Tras sanciones internacionales, el gobierno mexicano transfirió partes de CIBanco e Intercam para garantizar la continuidad de servicios financieros y proteger a los ahorradores.
Recientemente, el sector financiero mexicano sufrió una importante reestructuración tras la transferencia de acciones significativas de CIBanco e Intercam, acciones que se realizaron en un contexto de severas acusaciones internacionales relacionadas con el lavado de dinero proveniente del crimen organizado. La Secretaría de Hacienda y Crédito Público (SHCP) anunció que CIBanco cedió su división fiduciaria al Banco Multiva, asegurando así la continuidad en los contratos y la protección de los fideicomisos de sus clientes. Paralelamente, Intercam y sus entidades relacionadas fueron adquiridas en parte por Kapital Bank, garantizando la estabilidad en sus operaciones.

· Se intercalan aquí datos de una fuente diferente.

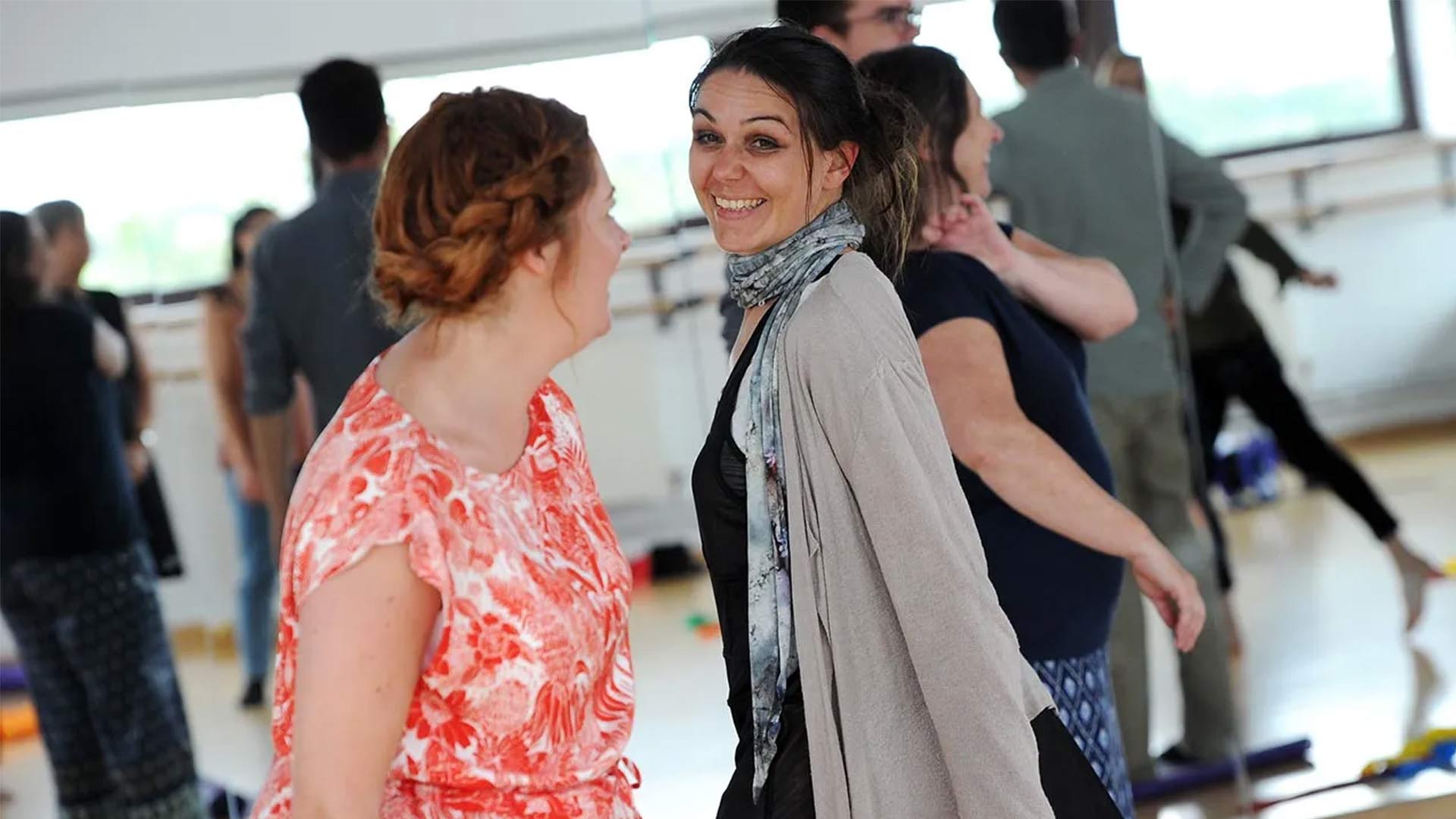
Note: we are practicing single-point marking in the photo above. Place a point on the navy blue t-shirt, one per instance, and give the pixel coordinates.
(64, 488)
(1057, 594)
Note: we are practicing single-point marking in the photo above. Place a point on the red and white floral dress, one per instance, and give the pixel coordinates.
(525, 700)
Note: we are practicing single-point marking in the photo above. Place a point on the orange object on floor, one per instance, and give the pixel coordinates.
(19, 722)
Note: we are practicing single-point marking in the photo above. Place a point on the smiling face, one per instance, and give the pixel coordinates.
(753, 174)
(598, 243)
(973, 148)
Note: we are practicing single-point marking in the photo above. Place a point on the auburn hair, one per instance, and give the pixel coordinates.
(479, 180)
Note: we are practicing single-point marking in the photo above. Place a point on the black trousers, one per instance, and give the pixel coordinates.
(1068, 779)
(1251, 372)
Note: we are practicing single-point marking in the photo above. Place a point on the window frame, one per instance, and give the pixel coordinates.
(1405, 80)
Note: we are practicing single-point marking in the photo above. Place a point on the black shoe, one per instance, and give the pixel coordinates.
(1178, 755)
(254, 694)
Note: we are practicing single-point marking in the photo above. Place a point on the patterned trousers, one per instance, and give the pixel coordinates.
(99, 670)
(1084, 695)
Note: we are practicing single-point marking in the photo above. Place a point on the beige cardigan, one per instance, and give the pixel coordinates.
(916, 697)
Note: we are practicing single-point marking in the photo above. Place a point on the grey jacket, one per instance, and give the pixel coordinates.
(1079, 172)
(918, 701)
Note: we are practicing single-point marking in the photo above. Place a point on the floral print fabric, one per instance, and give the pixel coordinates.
(526, 698)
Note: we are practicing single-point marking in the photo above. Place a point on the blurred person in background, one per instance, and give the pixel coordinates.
(309, 308)
(1234, 359)
(223, 312)
(1101, 190)
(77, 583)
(1001, 319)
(64, 224)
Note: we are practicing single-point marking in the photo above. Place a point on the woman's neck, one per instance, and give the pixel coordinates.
(471, 382)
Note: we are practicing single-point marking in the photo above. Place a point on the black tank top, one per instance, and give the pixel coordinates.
(720, 493)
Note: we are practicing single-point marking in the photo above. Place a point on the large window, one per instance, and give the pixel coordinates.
(162, 183)
(965, 30)
(159, 183)
(1244, 74)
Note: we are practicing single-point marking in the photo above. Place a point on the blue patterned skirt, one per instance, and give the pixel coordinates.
(1082, 691)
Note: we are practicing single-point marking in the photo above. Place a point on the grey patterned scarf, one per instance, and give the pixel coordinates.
(783, 271)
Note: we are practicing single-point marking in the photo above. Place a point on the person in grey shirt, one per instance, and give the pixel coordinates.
(1088, 171)
(310, 309)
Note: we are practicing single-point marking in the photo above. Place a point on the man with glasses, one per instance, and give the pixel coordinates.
(858, 28)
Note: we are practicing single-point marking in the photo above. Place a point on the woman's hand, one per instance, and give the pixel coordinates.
(968, 228)
(1172, 591)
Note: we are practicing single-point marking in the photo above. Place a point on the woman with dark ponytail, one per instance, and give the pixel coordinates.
(861, 632)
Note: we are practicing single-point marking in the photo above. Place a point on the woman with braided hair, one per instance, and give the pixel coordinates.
(453, 630)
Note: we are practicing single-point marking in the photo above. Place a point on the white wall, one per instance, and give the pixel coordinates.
(1381, 350)
(74, 55)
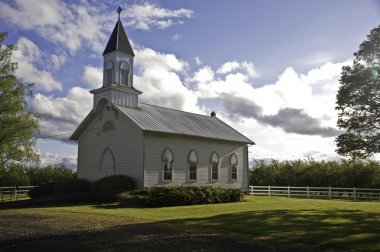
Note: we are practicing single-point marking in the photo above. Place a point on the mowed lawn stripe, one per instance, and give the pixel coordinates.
(336, 224)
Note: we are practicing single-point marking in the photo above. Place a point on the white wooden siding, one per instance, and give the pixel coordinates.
(155, 144)
(125, 142)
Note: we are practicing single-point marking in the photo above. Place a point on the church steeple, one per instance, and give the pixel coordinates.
(117, 71)
(119, 41)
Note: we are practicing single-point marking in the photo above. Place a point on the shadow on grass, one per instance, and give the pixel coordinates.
(147, 237)
(341, 229)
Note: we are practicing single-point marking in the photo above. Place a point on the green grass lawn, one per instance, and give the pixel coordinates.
(336, 224)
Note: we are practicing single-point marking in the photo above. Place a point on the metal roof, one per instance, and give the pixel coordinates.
(119, 41)
(152, 118)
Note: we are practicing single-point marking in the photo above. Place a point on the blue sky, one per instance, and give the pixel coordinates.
(268, 68)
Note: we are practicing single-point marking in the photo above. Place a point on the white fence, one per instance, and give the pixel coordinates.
(316, 192)
(14, 192)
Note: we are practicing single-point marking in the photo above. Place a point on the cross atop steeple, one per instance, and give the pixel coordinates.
(119, 10)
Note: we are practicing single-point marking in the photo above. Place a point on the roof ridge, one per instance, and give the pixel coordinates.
(176, 110)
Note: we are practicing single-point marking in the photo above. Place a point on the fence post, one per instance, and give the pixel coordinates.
(16, 192)
(330, 192)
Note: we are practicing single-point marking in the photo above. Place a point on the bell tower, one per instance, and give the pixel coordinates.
(117, 70)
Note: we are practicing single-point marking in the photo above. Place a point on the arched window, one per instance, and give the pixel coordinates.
(214, 166)
(108, 126)
(234, 163)
(109, 73)
(193, 163)
(107, 162)
(124, 72)
(167, 160)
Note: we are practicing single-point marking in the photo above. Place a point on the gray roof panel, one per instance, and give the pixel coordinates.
(164, 120)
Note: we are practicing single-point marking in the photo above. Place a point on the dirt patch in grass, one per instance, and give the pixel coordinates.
(63, 231)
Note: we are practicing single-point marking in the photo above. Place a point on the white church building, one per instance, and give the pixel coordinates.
(154, 145)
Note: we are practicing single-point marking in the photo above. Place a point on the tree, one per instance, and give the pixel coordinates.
(16, 123)
(358, 101)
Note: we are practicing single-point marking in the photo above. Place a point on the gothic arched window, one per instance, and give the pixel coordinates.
(167, 160)
(109, 73)
(234, 163)
(214, 166)
(193, 163)
(124, 73)
(107, 162)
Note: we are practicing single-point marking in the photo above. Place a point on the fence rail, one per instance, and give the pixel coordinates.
(316, 192)
(14, 192)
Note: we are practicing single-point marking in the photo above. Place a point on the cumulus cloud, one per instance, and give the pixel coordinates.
(93, 76)
(160, 80)
(198, 60)
(26, 57)
(82, 23)
(288, 119)
(147, 15)
(233, 66)
(55, 160)
(59, 116)
(177, 37)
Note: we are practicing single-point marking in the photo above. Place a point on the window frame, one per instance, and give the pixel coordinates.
(214, 166)
(124, 72)
(109, 73)
(167, 165)
(234, 161)
(193, 163)
(102, 159)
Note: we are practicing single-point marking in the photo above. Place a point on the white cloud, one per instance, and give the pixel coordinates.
(177, 37)
(28, 55)
(93, 77)
(160, 80)
(147, 15)
(55, 159)
(198, 60)
(82, 24)
(61, 116)
(234, 66)
(149, 59)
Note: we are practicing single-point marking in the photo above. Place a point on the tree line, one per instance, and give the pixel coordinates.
(364, 174)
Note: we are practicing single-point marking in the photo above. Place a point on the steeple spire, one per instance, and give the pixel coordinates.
(119, 10)
(119, 40)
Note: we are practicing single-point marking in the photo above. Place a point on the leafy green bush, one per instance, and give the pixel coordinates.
(42, 175)
(179, 195)
(106, 189)
(13, 174)
(317, 173)
(60, 187)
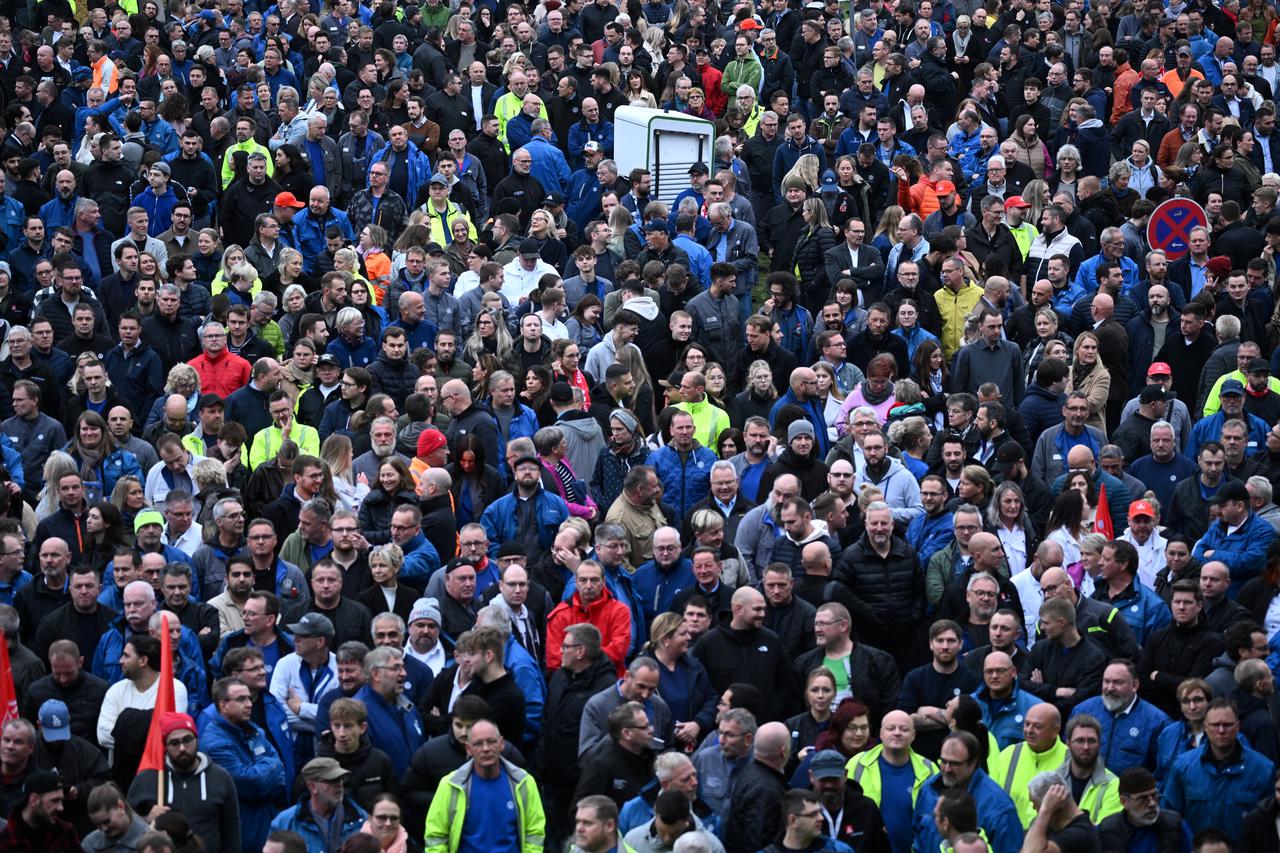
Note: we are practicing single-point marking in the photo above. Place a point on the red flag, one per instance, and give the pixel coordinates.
(1102, 518)
(152, 757)
(8, 694)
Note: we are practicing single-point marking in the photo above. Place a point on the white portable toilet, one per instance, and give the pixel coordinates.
(663, 142)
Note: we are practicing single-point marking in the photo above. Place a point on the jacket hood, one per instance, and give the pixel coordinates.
(644, 306)
(580, 423)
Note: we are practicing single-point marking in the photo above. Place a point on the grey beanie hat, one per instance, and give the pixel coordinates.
(799, 428)
(626, 418)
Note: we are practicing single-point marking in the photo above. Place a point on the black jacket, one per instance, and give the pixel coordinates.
(1079, 667)
(752, 656)
(567, 694)
(393, 378)
(754, 808)
(892, 585)
(872, 673)
(615, 772)
(83, 698)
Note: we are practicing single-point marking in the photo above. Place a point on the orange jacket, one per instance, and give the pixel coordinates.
(223, 374)
(609, 615)
(1123, 87)
(920, 197)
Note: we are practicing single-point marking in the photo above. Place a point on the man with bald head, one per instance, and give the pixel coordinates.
(755, 807)
(890, 775)
(1082, 459)
(1002, 699)
(1040, 751)
(768, 666)
(1093, 619)
(1063, 666)
(467, 419)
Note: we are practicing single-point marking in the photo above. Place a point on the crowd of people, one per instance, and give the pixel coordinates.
(867, 483)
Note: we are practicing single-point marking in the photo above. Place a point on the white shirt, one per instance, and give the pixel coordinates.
(288, 675)
(1151, 556)
(122, 696)
(187, 542)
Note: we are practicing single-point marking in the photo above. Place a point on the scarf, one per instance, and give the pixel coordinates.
(873, 398)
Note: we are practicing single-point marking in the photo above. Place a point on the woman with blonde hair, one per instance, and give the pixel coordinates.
(682, 680)
(885, 237)
(807, 172)
(337, 455)
(1089, 377)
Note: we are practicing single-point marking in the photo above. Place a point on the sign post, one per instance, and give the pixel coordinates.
(1170, 224)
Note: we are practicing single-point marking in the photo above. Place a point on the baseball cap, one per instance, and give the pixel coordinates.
(312, 625)
(827, 763)
(145, 518)
(1139, 509)
(55, 721)
(1155, 393)
(323, 770)
(42, 781)
(1232, 387)
(1233, 491)
(426, 609)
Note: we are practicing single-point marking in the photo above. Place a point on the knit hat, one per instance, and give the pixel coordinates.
(626, 419)
(799, 428)
(1219, 267)
(429, 441)
(425, 609)
(145, 518)
(170, 723)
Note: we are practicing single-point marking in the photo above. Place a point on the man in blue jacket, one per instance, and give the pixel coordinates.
(1129, 724)
(997, 816)
(1004, 703)
(529, 514)
(243, 751)
(1239, 538)
(1217, 784)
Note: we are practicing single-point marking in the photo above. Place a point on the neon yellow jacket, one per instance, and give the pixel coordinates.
(709, 420)
(1215, 396)
(954, 308)
(247, 146)
(449, 811)
(266, 442)
(506, 109)
(864, 770)
(440, 223)
(1014, 767)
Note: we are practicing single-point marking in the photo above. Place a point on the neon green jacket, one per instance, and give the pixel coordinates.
(709, 420)
(449, 811)
(1016, 765)
(266, 443)
(864, 770)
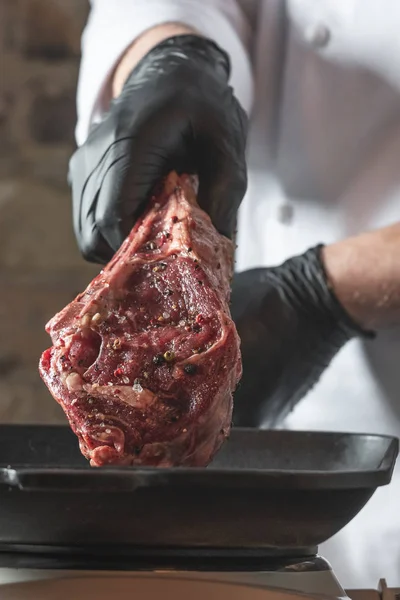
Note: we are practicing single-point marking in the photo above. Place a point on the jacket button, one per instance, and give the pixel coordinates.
(318, 35)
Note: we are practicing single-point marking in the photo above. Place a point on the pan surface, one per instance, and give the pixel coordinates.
(280, 491)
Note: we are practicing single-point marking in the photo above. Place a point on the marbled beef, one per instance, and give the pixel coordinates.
(144, 362)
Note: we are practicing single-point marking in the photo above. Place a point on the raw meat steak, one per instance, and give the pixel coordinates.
(145, 361)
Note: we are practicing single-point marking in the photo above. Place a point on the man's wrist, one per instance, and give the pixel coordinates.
(140, 47)
(364, 272)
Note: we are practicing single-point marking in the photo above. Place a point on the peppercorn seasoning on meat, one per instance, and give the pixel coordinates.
(144, 362)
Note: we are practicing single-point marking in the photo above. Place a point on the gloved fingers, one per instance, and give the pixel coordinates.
(157, 148)
(222, 168)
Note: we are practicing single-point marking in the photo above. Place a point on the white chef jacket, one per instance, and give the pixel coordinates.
(320, 80)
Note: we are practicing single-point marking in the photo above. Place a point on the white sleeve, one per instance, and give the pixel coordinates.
(114, 24)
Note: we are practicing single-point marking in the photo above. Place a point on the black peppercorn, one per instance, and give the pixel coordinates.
(158, 359)
(190, 369)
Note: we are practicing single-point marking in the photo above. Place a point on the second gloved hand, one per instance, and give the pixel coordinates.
(291, 326)
(176, 112)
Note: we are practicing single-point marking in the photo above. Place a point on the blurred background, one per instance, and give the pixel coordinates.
(40, 267)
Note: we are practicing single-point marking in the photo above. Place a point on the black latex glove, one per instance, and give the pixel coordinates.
(291, 326)
(175, 112)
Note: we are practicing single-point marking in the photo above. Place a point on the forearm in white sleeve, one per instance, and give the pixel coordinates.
(114, 24)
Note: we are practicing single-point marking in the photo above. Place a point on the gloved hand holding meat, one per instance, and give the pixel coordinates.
(145, 361)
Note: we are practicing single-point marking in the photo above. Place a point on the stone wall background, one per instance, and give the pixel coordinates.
(40, 266)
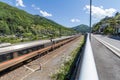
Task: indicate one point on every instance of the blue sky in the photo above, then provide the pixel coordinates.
(68, 13)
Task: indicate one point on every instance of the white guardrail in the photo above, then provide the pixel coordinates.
(88, 69)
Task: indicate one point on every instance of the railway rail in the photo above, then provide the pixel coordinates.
(40, 50)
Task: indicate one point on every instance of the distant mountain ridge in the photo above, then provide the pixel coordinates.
(82, 28)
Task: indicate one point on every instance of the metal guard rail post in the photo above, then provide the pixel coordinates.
(88, 69)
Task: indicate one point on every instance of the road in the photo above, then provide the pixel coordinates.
(107, 63)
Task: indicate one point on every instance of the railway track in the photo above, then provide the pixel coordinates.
(29, 66)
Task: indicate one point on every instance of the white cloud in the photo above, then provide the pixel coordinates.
(45, 14)
(36, 8)
(20, 3)
(75, 20)
(100, 12)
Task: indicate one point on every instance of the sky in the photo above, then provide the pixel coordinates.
(68, 13)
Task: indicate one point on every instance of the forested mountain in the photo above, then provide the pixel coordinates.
(19, 23)
(82, 28)
(108, 25)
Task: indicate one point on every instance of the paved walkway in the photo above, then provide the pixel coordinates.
(107, 63)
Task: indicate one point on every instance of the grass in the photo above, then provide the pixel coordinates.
(61, 73)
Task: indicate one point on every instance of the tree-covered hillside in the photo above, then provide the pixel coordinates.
(108, 25)
(82, 28)
(20, 24)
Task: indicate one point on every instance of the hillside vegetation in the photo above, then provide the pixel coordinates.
(108, 25)
(18, 25)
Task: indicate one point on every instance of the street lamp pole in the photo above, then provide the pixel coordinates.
(90, 18)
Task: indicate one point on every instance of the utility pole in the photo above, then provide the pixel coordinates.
(90, 17)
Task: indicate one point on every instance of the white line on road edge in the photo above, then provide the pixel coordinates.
(88, 69)
(109, 46)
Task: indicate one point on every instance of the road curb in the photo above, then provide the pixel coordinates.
(115, 50)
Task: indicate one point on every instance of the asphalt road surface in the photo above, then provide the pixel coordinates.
(107, 63)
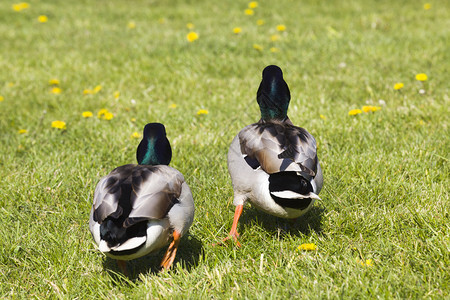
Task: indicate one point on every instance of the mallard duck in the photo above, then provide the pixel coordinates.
(272, 163)
(139, 208)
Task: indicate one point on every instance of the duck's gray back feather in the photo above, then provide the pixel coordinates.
(151, 191)
(280, 146)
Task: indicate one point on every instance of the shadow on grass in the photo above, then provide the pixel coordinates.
(188, 254)
(304, 225)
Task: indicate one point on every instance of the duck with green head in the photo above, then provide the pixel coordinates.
(272, 163)
(140, 208)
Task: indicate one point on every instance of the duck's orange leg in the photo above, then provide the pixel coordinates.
(169, 257)
(233, 232)
(123, 266)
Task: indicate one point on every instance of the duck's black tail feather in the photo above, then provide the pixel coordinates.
(288, 189)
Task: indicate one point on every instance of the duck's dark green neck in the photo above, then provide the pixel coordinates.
(273, 95)
(154, 148)
(273, 113)
(148, 155)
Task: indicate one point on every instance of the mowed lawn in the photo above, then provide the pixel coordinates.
(382, 228)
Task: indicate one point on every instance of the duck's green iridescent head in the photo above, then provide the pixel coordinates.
(273, 94)
(154, 148)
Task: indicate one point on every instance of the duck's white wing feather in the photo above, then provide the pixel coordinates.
(279, 147)
(156, 190)
(150, 191)
(108, 192)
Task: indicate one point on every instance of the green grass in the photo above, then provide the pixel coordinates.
(386, 190)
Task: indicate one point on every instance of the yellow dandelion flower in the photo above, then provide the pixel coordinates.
(192, 36)
(20, 6)
(59, 125)
(370, 108)
(87, 114)
(42, 19)
(281, 27)
(237, 30)
(202, 112)
(101, 113)
(422, 77)
(258, 47)
(354, 112)
(307, 247)
(97, 89)
(104, 114)
(53, 81)
(253, 4)
(274, 37)
(108, 116)
(249, 12)
(56, 91)
(135, 135)
(398, 86)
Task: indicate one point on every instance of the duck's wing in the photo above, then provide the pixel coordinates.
(277, 147)
(140, 192)
(110, 189)
(155, 190)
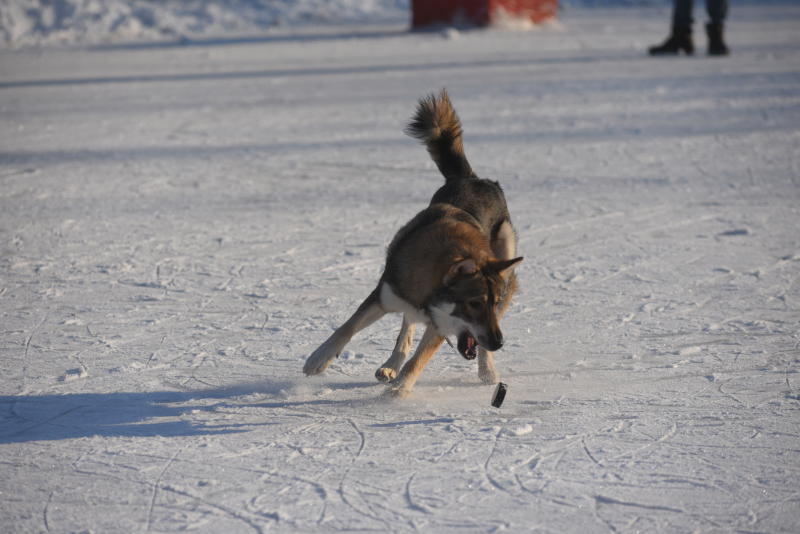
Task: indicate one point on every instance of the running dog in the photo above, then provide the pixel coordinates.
(451, 267)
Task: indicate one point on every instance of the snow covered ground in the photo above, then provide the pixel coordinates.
(182, 225)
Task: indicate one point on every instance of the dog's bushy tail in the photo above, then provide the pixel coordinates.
(436, 124)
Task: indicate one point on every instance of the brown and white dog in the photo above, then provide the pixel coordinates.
(451, 267)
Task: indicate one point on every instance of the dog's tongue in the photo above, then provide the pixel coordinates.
(467, 346)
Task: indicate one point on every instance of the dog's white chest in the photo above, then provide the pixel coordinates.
(392, 303)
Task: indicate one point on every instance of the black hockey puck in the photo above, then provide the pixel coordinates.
(499, 395)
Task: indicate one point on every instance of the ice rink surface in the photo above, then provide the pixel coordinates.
(180, 226)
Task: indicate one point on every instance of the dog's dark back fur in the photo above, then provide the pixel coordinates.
(436, 124)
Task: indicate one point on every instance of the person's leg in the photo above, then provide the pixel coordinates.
(682, 14)
(681, 37)
(717, 11)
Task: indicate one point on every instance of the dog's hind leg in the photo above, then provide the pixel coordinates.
(428, 345)
(367, 313)
(388, 371)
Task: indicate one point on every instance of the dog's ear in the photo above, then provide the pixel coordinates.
(504, 267)
(463, 267)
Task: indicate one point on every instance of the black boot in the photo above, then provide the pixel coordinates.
(681, 39)
(716, 46)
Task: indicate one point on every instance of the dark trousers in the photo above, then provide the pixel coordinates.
(682, 12)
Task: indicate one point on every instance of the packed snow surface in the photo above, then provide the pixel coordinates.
(182, 225)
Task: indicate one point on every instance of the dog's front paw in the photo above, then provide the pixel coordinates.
(488, 376)
(393, 393)
(385, 374)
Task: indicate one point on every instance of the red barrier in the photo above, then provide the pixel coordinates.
(479, 12)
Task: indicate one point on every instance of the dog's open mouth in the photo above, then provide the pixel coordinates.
(467, 345)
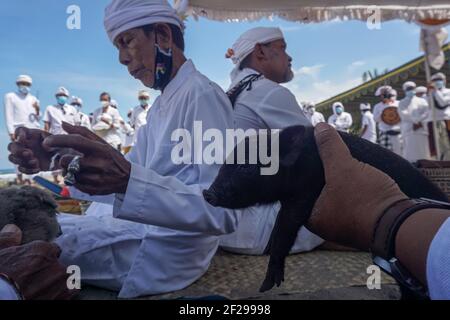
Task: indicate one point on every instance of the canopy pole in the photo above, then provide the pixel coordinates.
(430, 96)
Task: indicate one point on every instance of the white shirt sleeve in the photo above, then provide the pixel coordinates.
(9, 114)
(166, 201)
(438, 264)
(7, 291)
(280, 110)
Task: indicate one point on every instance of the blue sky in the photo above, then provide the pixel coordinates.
(328, 57)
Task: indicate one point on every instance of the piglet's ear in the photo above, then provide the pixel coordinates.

Estas acciones reflejan una estrategia del gobierno mexicano para mantener la confianza en el sistema financiero, especialmente ante las presiones internacionales. La intervención de las autoridades ocurrió en un momento en que Estados Unidos había impuesto sanciones a estas instituciones, acusándolas de facilitar transacciones ilícitas vinculadas a cárteles de drogas en Sinaloa y del Golfo. Sin embargo, las sanciones fueron parcialmente suspendidas tras una demanda presentada por CIBanco contra el Departamento del Tesoro, alegando que las sanciones se aplicaron sin la debida notificación ni oportunidad de defensa, calificando la orden como ilegal e injusta.
Desde la toma de control por parte de la Comisión Nacional Bancaria y de Valores en junio pasado, las autoridades mexicanas trabajan en asegurar que los servicios financieros continúen sin interrupciones y que los derechos de los usuarios estén protegidos, reafirmando la importancia de mantener un mercado financiero estable y transparente en medio de desafíos internacionales.
En un contexto donde la lucha contra el lavado de dinero y el crimen organizado se vuelve cada vez más compleja, estas acciones demuestran la voluntad del Estado mexicano de fortalecer la supervisión y regularización del sistema financiero, buscando evitar que actividades ilícitas afecten la estabilidad y la confianza de la economía nacional.